The main thing that leaps out at me is the really not very good and cornily idiomatic American comic-book-style art; characters look steroid-pumped up and facial features look like they're right off a generic "how to draw faces" sheet. There are some really good cartoonists out there who can breathe life into a graphic novel's characters. Some of the amazing artists in Metal Hurlant or other European comics come to mind. This looks too much like it was drawn by someone from American comics dark ages somewhere in the mid-Seventies and computer colored by someone with a rudimentary understanding of lighting and shadow.
DADOES is a classic piece of sci-fi literature. This comic wouldn't convince or convert anyone unless it had the visual appeal to carry the story along.

W. Owen Powell said...

Just reread DADoES for the first time since 1992, and I am force d to concur with pretty much every concern expressed above.

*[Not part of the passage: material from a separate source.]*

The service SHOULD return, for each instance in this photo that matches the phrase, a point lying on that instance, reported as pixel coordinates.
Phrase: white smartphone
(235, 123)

Particularly the cityscape; if they're worried about it resembling BR too much, they could easily make it look distinctly more San Franciscan instead. (It also bears pointing out that Phil actually saw the BR effects footage and said it was exactly what he imagined writing the book, so there's no particular reason why at least some of the mise en scène shouldn't continue to be at least somewhere close to the film.)

jose said...

Why is Deckard so muscular. In the book I feel that he is just an everyman, and in the film Harrison Ford spends so much time on his ass.

I think Rick's character should be toned down and get a good dosage of the ugly fallout stick in the face.

Make him rugged yet humanly fragile.

I really liked the Harrison Rick Deckard and find it difficult to distance myself from him anytime I mull over the text.

This behemoth of a Deckard just seems too alien and remote from the cunning and fragile character that I feel PKD created.

Milton Keynes is Vaporwave said...

Too late too join in on this one? Well, anyway, it's all been said, the characters look like actors in an American soap opera. And I really dislike the trend for computer inking in comic books, it looks too slick. Anyway, I do like to turn up 2 years late and complain.